Amos Jones knew what he had in Patrick Peterson two years before he got the chance to coach the Cardinals' multi-dimensional playmaker.

Then an assistant with the Pittsburgh Steelers, Jones attended Louisiana State's pro day in 2011 and watched Peterson, then a junior in college, snag balls along the sidelines with the grace of a receiver.

"I'm glad (the Cardinals) drafted him," Jones said with a laugh. "Shoot, he's an offensive guy on defense as far as we're concerned. I'm just glad coach told me I could use him. Wouldn't y'all?"

But that doesn't make Peterson, a two-time Pro Bowler, exempt from Jones' unit-wide review. Despite the Cardinals having among the best special teams in the league the last few seasons, Jones, in his southern drawl, made it clear no one can rest on their laurels.

Jones, who was introduced as the Cardinals' special teams coordinator Friday, will inherit a unit with a growing reputation for "splash" plays. Last season, the Cardinals blocked three kicks, including one that led to an 82-yard touchdown return by Justin Bethel.

With Calais Campbell pushing up front, Bethel coming off the edge and Peterson back to return, the foundation is already there for Jones to build on.

"Well, the biggest thing guys like that afford you is you don't have to scheme," he said. "You don't have to go in the drawing board every week and say, 'Hey, here's the scheme of the week.'

"It's, 'Line up and get off the ball.' "

It's not just the blocked kicks or return game that has Jones excited. He's inheriting a kicking unit that was the backbone of last year's team. Punter Dave Zastudil set an NFL record for punts inside the 20-yard-line, a feat Jones wants to better by aiming for most punts inside the 10. Kicker Jay Feely surpassed 100 points for the eighth time in his career. And both men relied on long snapper Mike Leach to get them the ball.

But just because they've had success in the past doesn't mean the Cardinals are free to roam as they please under Jones.

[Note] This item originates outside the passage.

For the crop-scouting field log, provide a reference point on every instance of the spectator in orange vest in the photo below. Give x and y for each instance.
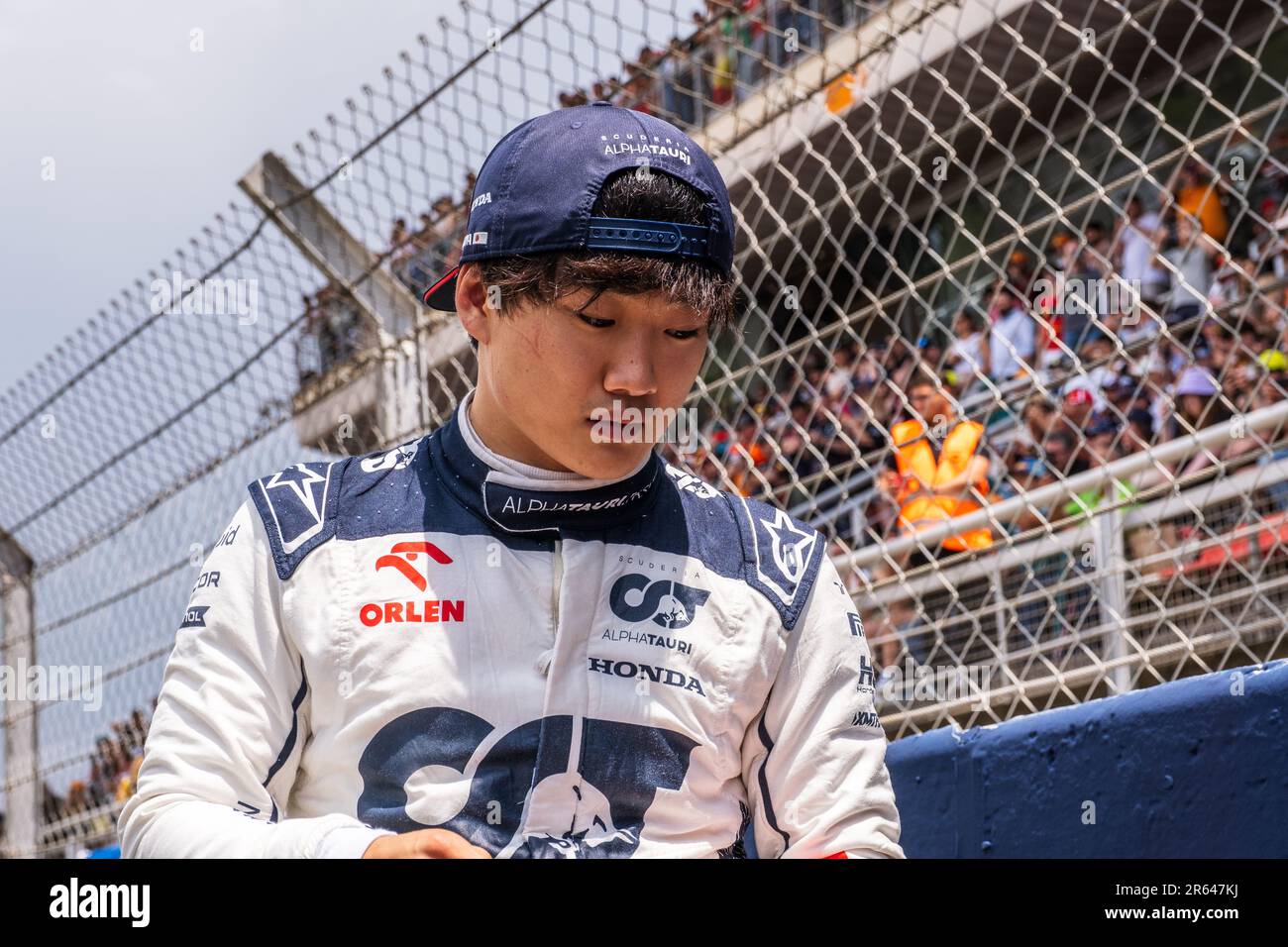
(938, 474)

The former high school history teacher will set parameters in place for everyone, including Peterson, but he'll also have his own limits.

"You can't second-guess them," Jones said of his players. "If you do, you take the aggressiveness away from them and we want aggressiveness as long as he's got good catch procedures, which (Peterson's) shown. We'll live with some things but he'll have parameters on what he's got to do."

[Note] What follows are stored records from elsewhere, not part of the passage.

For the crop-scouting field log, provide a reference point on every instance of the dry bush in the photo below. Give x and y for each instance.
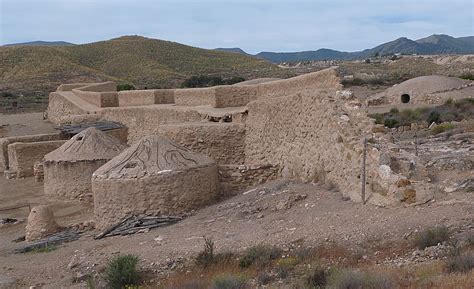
(460, 263)
(431, 237)
(229, 281)
(122, 271)
(260, 255)
(350, 279)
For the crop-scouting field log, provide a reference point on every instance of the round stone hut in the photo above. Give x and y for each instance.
(155, 177)
(68, 169)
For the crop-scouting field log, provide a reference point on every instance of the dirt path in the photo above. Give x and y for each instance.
(278, 213)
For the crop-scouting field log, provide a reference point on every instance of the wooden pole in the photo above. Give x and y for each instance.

A University of Alabama product, Jones spent most of his coaching career in the college ranks before joining Bruce Arians and the Pittsburgh Steelers in 2007 as a special teams assistant. He was promoted in the middle of last year's preseason to special teams coach.

This will be the first time in Jones' career he will be calling all the shots with his players in his system. Among all the changes Jones is going through right now, the biggest is working with a crop of younger players – with the exception of Feely, Zastudil and Leach. Jones will dig through his own history book for a lesson from Arians to help get him through the adjustments.

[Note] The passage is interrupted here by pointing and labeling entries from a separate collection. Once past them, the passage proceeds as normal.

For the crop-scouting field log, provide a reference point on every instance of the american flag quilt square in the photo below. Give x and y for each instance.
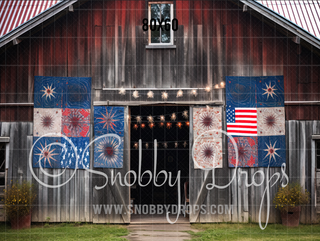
(272, 151)
(75, 149)
(241, 91)
(271, 121)
(78, 93)
(48, 92)
(108, 120)
(47, 152)
(242, 121)
(76, 122)
(206, 119)
(247, 151)
(108, 152)
(208, 153)
(270, 91)
(47, 121)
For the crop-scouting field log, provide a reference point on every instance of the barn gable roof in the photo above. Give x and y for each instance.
(17, 16)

"They're our guys so we're going to make them be our guys,' Jones said. "We're going to coach them up, love them up and expect big plays out of them."

On Friday, Arians gave Jones a history lesson. When Arians coached Temple University in the early 1980s, he became one of the first college head coaches to implement a specific coach just for special teams – Jones. Now Jones will have five or six other coaches under him who are designated to work on various areas of the unit, and Arians plans on starting each practice with special teams.

"We need more sets of eyes and hands," Arians said. "The smaller the class, the better the learning.

"(Amos) is a great teacher. He knows how to get it taught, how to get it done. It's one thing to have knowledge and it's another thing to be able to teach it. And he can flat teach it."